Enzo Biochem, a New York-based biotechnology company, has confirmed that a ransomware attack exposed the clinical test information of almost 2.5 million patients.
Enzo, which manufactures and sells DNA-based tests to detect viral and bacterial diseases including COVID-19 and cancer, confirmed in an SEC filing this week that it experienced a ransomware attack on April 6. While it was able to remain operational by disconnecting its systems from the internet, Enzo said it discovered on April 11 that hackers were able to access and exfiltrate sensitive data from the company’s systems.
This includes clinical test information of 2,470,000 individuals and approximately 600,000 Social Security numbers, according to Enzo. The company added that it continues to investigate whether its employees’ information may have also been accessed.
“The Company remains subject to risks and uncertainties as a result of the incident, including as a result of the data that was accessed or exfiltrated from the Company’s network,” Enzo CEO Hamid Erfanian said in the SEC filing. “Additionally, security and privacy incidents have led to, and may continue to lead to, additional regulatory scrutiny. The Company is in the process of evaluating the full scope of the costs and related impacts of this incident.”
Enzo did not reveal how it was compromised or whether it received a ransom demand from the hacking group responsible, and company spokesperson Lynn Granito did not return TechCrunch’s request for comment.
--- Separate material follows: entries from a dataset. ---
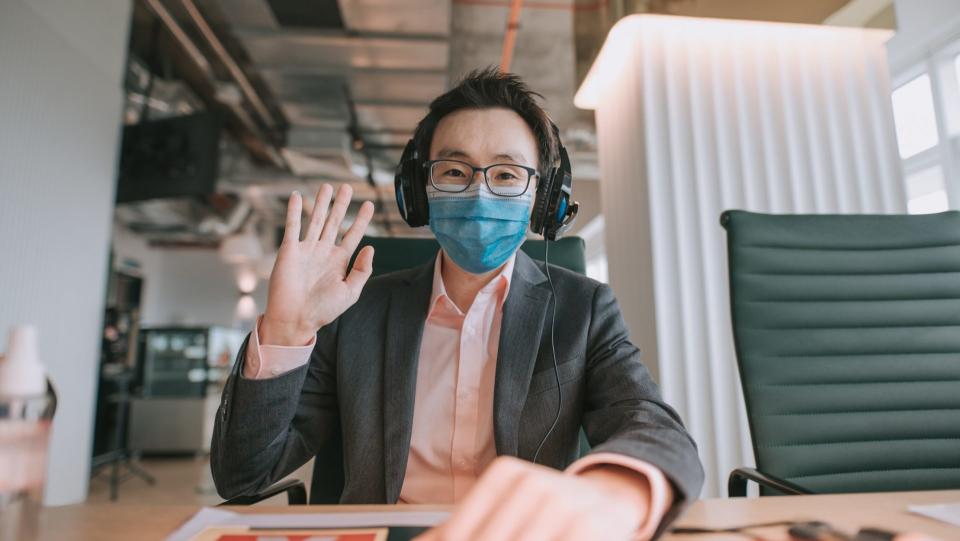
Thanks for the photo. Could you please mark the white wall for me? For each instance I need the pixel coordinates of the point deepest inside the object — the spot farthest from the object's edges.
(921, 26)
(61, 65)
(183, 286)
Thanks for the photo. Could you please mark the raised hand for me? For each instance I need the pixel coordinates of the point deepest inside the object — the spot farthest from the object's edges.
(310, 285)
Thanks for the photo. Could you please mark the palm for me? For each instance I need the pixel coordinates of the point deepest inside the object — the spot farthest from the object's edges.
(310, 285)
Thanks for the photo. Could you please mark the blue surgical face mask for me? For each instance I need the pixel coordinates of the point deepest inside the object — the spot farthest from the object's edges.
(476, 228)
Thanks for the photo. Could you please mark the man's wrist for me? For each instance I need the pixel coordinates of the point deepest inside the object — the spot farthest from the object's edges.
(280, 333)
(624, 484)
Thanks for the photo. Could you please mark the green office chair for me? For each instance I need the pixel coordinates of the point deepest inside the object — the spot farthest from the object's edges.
(847, 333)
(393, 254)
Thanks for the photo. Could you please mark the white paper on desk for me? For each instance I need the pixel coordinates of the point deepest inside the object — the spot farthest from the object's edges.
(946, 512)
(208, 516)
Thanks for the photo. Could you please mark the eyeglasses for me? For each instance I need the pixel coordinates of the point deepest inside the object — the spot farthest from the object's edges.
(503, 179)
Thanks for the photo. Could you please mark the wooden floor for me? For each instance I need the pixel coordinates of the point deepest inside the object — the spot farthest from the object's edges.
(180, 481)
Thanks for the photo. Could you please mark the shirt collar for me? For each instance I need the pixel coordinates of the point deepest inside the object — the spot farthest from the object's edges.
(500, 282)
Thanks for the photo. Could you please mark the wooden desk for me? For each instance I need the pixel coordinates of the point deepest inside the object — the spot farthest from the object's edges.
(108, 522)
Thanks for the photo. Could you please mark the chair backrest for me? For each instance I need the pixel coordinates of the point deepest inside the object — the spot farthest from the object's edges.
(847, 332)
(393, 254)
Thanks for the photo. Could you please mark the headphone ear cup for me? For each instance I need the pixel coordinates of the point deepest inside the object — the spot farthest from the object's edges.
(410, 190)
(418, 189)
(538, 220)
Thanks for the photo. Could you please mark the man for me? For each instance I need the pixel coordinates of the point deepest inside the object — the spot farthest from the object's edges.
(437, 376)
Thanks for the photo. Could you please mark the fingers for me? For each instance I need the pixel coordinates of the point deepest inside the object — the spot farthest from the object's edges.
(353, 235)
(319, 212)
(291, 232)
(498, 479)
(340, 204)
(362, 268)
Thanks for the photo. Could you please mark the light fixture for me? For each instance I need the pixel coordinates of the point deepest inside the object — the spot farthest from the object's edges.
(246, 279)
(246, 308)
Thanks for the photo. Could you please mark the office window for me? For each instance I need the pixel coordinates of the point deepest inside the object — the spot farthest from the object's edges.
(926, 191)
(956, 68)
(926, 113)
(916, 121)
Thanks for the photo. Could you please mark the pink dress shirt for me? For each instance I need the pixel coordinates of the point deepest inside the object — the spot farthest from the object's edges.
(452, 437)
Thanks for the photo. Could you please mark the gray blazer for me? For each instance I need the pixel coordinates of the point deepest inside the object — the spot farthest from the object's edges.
(362, 375)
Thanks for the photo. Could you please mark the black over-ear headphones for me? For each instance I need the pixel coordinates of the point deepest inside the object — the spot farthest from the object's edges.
(553, 211)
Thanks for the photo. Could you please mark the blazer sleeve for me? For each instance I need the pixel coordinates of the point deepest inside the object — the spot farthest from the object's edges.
(267, 428)
(624, 412)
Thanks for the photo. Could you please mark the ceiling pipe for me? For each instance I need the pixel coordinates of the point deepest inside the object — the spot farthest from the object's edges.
(201, 62)
(594, 6)
(238, 75)
(178, 34)
(510, 38)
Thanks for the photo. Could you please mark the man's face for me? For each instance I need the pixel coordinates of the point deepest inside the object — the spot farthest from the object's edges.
(482, 137)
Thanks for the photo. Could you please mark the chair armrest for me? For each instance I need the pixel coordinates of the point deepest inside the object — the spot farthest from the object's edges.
(295, 489)
(737, 483)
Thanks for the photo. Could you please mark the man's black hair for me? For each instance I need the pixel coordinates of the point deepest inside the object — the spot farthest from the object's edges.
(485, 88)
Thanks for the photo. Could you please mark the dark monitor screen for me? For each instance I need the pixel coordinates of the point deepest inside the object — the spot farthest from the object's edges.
(170, 157)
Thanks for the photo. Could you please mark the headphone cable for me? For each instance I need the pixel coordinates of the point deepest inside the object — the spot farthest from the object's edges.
(553, 350)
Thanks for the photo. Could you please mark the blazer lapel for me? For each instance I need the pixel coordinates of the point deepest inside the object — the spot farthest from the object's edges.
(406, 317)
(522, 325)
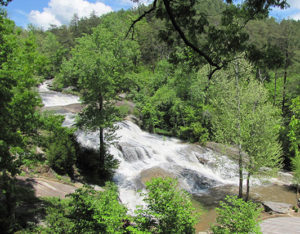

At the time of writing, it doesn’t appear any well-known ransomware group has claimed responsibility for the attack.
Enzo Biochem is the latest in a long line of medical companies to experience a breach of sensitive data in recent months. PharMerica, one of the largest pharmacy service providers in the United States, confirmed in May that hackers had stolen the personal data of 5.8 million current and deceased individuals, including Social Security numbers and medication and health insurance information.
Earlier this week, Managed Care of North America (MCNA) Dental — one of America’s largest dental health insurers — confirmed that the personal information of almost nine million individuals had been compromised following a ransomware attack on its systems.